In some cases, the interest is to provide a joint clustering of units and variables that is, to partition the data matrix into homogeneous blocks with respect to some observed features. The task, which may be thought of as an extension of standard clustering approaches to group both units (rows) and variables (columns) of a data matrix, is often referred to as biclustering. In the case of ordinal data, such approach may be useful in several research fields, as for instance in marketing studies where finding a subset of customers that tends to evaluate similarly a subset of products or services may help to target some products or services according to customer profiles.

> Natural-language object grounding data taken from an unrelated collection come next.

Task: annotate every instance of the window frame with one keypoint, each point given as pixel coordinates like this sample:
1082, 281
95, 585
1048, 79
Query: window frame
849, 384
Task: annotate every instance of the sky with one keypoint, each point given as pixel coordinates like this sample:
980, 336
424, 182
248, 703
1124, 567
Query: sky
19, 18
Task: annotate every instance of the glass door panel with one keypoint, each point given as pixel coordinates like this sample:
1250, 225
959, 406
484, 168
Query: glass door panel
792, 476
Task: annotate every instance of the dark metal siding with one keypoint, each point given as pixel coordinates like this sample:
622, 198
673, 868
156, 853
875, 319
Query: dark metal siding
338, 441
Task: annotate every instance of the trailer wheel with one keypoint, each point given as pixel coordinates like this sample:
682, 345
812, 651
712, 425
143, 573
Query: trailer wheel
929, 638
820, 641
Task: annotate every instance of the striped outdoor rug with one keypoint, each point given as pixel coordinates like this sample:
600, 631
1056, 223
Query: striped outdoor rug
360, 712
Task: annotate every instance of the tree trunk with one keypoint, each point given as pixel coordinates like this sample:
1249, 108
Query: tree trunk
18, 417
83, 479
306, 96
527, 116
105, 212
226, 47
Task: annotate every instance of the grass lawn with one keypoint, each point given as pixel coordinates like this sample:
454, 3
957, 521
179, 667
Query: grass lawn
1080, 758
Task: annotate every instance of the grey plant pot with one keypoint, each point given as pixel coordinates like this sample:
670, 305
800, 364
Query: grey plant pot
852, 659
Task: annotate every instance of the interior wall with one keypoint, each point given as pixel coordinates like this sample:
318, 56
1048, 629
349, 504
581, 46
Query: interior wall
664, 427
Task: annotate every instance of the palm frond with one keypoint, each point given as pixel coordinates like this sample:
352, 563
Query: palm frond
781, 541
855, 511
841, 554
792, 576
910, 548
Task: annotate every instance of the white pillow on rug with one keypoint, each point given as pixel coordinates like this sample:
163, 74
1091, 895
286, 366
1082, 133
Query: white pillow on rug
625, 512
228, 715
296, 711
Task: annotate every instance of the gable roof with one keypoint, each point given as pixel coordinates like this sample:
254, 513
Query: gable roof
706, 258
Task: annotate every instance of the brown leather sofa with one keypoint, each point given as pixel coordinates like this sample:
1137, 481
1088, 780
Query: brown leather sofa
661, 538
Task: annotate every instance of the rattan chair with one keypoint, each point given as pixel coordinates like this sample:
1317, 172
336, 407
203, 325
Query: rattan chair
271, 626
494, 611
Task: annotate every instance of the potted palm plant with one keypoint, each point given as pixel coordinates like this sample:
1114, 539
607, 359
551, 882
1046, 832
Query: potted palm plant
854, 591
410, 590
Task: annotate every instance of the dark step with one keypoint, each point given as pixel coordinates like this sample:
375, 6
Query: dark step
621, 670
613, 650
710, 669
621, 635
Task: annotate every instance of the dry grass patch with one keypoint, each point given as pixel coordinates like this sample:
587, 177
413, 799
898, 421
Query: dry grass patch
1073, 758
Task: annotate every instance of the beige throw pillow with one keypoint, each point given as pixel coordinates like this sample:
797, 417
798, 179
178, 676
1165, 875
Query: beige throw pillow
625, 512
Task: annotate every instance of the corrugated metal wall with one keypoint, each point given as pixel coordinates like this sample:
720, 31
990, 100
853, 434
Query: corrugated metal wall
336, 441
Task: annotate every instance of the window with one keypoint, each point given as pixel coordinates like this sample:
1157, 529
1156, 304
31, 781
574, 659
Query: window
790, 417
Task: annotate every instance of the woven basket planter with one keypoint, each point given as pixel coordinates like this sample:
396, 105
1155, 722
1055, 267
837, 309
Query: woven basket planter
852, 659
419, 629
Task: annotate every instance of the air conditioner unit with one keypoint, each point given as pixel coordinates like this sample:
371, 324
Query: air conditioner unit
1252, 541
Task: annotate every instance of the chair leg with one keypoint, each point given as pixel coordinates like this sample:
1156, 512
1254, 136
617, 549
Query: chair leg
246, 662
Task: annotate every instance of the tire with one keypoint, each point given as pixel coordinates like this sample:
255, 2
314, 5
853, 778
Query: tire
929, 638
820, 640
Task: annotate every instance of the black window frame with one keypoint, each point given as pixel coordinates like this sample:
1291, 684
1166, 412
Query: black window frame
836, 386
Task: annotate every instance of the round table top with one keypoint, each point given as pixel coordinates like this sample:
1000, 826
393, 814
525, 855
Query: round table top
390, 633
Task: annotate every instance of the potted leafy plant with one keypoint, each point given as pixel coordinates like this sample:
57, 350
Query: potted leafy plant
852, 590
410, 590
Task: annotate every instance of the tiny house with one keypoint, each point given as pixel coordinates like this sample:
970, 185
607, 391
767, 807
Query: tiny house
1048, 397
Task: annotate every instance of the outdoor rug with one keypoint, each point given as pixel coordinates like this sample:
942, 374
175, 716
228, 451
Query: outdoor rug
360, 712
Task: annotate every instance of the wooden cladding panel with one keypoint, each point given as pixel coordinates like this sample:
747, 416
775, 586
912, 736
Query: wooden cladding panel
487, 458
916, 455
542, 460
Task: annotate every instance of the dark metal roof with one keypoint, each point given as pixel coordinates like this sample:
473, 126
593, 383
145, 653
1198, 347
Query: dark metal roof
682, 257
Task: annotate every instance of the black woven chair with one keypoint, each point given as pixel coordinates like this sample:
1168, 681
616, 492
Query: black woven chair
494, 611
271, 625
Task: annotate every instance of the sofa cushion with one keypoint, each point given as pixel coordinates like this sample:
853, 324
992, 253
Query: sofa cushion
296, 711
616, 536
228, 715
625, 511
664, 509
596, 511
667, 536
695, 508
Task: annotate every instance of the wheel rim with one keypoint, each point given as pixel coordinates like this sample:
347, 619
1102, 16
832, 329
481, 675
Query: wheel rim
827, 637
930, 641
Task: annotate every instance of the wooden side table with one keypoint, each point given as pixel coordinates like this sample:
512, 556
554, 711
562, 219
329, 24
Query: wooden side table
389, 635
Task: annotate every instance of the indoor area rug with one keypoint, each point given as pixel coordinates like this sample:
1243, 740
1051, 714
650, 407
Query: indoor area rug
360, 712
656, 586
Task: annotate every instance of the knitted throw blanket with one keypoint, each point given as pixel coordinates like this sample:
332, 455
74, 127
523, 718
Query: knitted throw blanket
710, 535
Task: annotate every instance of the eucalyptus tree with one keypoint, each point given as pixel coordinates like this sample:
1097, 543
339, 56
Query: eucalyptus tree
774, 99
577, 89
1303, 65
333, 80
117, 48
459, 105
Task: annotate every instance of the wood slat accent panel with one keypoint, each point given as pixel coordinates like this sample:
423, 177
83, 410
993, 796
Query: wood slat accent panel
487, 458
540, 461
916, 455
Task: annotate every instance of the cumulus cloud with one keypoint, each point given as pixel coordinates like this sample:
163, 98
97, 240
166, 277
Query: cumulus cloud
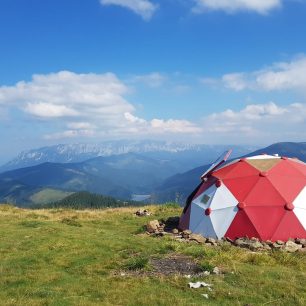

Our project aims at defining biclustering methods for categorical and mixed-type data; the aim is two-fold. First, we aim at defining original model and heuristics based biclustering methods for categorical and ordinal data, considering also a dynamic prospective. Moreover, to allow users to use the developed methodological proposals in a friendly way, we aim at producing efficient and structured software implementations (mainly in the R environment) which may greatly expand the spread of such methods. The developed software will be made available either through the CRAN (comprehensive R archive network) or a dedicated website. The analytical and modelling tools we aim to develop are expected to be used not only in a specific application field, but to be accessible to all potentially interested users and practitioners in a wide range of research fields such as social, health, economic, behavioural, psychometric domains, where data analyses can drive and improve policy and decision making.
From a scientific point of view, we will look at the diffusion of the results emerging from the research lines that have been previously described. The project will encourage team members to produce publications on international journals, and to participate at international conferences.
A final scientific meeting on the project themes, with a view towards contributions to biclustering categorical and mixed-type data will be organized, with the participation of team members as well as of international experts.
The methodological developments produced by the current project can have a strong impact on the Horizon Europe challenges due to the flexibility and use of clustering/biclustering methods in several, different, applied domains. Just to give an example, our proposal is consistent with the pillar of the Horizon Europe aiming at producing "Excellent science" by reinforcing scientific collaboration between team members and other cooperating units from Italy and abroad, producing a stimulating environment for rich theoretical and empirical innovations, especially for the participating PhD students. One of the current goals is to inspect the socio-economic consequences of COVID-19 in Europe: "The SHARE Wave 8 COVID-19 data allow examining in-depth how the risk group of the older individuals is coping with the health-related and socioeconomic impact of COVID-19." These data may be of different nature: developments of new modern statistical methodologies for analysing and summarizing mixed-type data in an appropriate manner may help to better characterize and interpret their genesis and evolution.